2003 budget gives Army about $10 billion more
by Joe Burlas
WASHINGTON (Army News Service, Feb. 5, 2002) -- The president's budget for 2003 proposes giving the Army $91 billion, $9.9 billion more than authorized for the current fiscal year.
The requested budget reflects a balanced base program that supports the Army Vision and Transformation while ensuring warfighting readiness and force protection, according to Army leaders.
The Army budget -- along with the budgets for the other services -- was released for public review Feb. 4. The Senate Armed Services Committee is holding hearings on the proposed Department of Defense budget this week. If approved, it will be the largest DoD budget since the military buildup in the early 1980s.
"We want a force that sees first, understands first and acts decisively first," said Maj. Gen. Jerry L. Sinn, director of the Army Budget. "This budget funds a third (Interim Brigade Combat Team) while increasing our funding for research efforts toward fielding the Objective Force this decade."
In last year's Defense Authorization Act, Congress approved funding for the fielding of the first two IBCTs -- the Army's near-term solution to improve deployment and warfighting capabilities over current Legacy Force systems before fielding its future Objective Force.
Significant increases in research funding will be applied to mature programs near breakthroughs, Sinn said. Some of those development programs are the Comanche helicopter, Crusader self-propelled howitzer and Shadow Tactical Unmanned Aerial Vehicle.
While the Army works toward developing and fielding future combat systems, the 2003 budget will also help ease the strain of aging combat systems -- some of them more than 20 years old -- by recapitalizing 17 systems in selected units. Those Legacy Force systems include the AH-64 Apache, UH-60 Black Hawk and CH-47 Chinook helicopters; M-1 Abrams tank; and M-2 Bradley fighting vehicle. The cost to upgrade these systems and "bring them down to zero miles, zero hours" is significant, so initial triage efforts will focus on systems within III Corps units, primarily located at Forts Bliss and Hood, Texas, Sinn said.
A 20-percent increase in the Army's Operation and Maintenance account over last year includes funding for ongoing operations in Bosnia and Kosovo for the first time. In the past, each service paid for contingency operations by delaying or moving funds around for other O&M programs until Congress approved a supplemental budget later in a given fiscal year.
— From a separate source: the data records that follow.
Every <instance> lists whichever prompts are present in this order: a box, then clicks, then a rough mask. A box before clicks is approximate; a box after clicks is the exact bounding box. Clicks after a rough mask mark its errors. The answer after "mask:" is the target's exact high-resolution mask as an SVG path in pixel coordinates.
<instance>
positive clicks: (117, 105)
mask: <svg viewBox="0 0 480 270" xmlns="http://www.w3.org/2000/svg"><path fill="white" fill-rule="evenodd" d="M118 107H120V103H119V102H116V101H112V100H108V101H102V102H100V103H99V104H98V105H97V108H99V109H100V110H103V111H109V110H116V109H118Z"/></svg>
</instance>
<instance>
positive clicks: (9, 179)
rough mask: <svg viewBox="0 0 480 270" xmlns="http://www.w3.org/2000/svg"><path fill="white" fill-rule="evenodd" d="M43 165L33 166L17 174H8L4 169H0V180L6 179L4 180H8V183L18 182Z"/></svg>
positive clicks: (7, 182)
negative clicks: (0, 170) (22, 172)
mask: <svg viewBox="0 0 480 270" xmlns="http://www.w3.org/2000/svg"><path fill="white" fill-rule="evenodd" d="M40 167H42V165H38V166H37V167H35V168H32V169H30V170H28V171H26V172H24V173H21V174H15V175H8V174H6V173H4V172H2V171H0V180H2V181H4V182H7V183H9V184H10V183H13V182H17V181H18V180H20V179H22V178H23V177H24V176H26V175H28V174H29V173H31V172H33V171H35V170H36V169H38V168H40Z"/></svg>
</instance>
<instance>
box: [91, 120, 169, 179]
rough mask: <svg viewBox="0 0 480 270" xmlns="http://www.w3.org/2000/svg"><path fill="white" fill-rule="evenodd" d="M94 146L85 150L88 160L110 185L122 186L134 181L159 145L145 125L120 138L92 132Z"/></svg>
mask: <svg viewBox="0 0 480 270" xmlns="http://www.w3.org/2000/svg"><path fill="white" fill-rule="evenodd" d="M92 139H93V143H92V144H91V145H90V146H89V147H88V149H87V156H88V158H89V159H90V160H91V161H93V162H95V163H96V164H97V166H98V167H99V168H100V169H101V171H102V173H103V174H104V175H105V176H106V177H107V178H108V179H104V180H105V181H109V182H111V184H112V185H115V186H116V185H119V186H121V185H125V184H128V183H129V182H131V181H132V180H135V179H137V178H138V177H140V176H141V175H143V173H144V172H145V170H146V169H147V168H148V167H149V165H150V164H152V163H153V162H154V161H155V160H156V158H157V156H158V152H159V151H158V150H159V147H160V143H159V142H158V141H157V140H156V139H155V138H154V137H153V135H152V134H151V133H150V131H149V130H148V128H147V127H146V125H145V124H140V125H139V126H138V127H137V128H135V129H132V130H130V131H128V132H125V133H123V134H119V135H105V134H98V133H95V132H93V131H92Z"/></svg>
Funding for Operations Enduring Freedom and Noble Eagle -- with about 12,000 soldier deployed in the Central Command area of operations and 24,000 mobilized Reserve and National Guard troops -- is costing the Army approximately $365 million a month, Sinn said. That cost is primarily covered by an approved Defense Emergency Restoration Fund.
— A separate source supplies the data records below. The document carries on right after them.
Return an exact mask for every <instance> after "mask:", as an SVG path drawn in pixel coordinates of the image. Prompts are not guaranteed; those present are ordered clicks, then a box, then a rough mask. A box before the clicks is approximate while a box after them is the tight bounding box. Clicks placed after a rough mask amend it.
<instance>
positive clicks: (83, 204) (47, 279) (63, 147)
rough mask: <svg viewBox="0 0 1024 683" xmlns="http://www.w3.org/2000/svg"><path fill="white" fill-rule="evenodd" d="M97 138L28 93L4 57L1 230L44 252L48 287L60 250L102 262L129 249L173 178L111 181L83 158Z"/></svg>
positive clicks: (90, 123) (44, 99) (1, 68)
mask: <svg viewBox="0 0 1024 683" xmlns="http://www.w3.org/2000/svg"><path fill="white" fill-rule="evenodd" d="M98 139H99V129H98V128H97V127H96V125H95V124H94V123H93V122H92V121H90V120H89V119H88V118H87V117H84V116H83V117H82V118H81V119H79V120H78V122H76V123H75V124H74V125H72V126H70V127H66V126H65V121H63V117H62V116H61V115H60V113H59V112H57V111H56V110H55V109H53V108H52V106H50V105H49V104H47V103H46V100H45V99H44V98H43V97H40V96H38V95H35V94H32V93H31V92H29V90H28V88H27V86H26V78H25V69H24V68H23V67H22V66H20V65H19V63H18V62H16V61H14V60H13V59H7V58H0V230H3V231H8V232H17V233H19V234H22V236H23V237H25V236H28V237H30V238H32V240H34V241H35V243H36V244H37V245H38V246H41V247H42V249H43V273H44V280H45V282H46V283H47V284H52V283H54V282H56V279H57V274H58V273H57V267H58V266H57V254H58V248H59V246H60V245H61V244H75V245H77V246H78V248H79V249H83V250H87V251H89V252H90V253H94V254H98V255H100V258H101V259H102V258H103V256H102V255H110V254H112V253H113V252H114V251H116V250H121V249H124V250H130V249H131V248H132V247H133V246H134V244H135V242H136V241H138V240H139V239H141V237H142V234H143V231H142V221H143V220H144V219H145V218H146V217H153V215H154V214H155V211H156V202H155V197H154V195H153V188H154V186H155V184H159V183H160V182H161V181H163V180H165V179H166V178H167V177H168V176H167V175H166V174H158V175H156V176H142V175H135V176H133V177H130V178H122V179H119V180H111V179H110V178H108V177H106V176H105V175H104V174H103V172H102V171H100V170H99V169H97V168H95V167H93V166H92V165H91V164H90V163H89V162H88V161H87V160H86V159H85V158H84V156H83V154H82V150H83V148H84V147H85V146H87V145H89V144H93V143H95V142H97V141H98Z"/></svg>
The O&M increase also funds about a third of identified base operations antiterrorism and force protection needs. Between the USS Cole terrorist incident last year and the Sept. 11 attacks, Army installations were ordered to limit installation access and increase force protection measures without any additional funding to implement the requirements. The Army again will use triage measures to fund the most pressing needs first and plans to fund all installation antiterrorism/force protection needs over the next three years, Sinn said.
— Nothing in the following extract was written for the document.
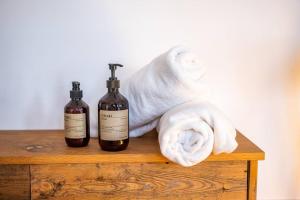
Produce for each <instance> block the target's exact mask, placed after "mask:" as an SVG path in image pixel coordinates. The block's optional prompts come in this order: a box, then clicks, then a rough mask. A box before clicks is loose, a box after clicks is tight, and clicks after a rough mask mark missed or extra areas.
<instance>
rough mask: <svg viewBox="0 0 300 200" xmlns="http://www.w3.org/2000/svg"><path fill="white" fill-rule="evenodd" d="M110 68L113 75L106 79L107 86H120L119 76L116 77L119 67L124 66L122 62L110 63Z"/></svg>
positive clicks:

"Given Sept. 11, the days of open posts are over," Sinn said.
While military construction and family housing funding remains even with last year's authorization of $1.6 billion, the real effect is the Army is actually coming out ahead given the maturing Residential Communities Initiative program, Sinn said.
RCI promotes partnerships with industry to lease Army land to renovate, maintain and manage all family housing operations, as well as build addition quarters as needed. The companies get the tenant soldiers' basic housing allowances. As the civilian-partner companies fund family housing construction, renovation and maintenance, the Army can use its construction and family housing funds overseas and at other installations where RCI hasn't been fully implemented, Sinn said.
On the people side of the house, the budget funds a 4.1-percent pay increase for all soldiers and allows a targeted pay raise of up to an additional 2.4 percent in selected pay grades. While the specifics have not been fully worked out, Sinn said, the targeted pay raise will likely be directed to sergeants through sergeants major, warrant officers, captains and majors. The budget supports a 2.1-percent pay raise for Department of the Army civilians.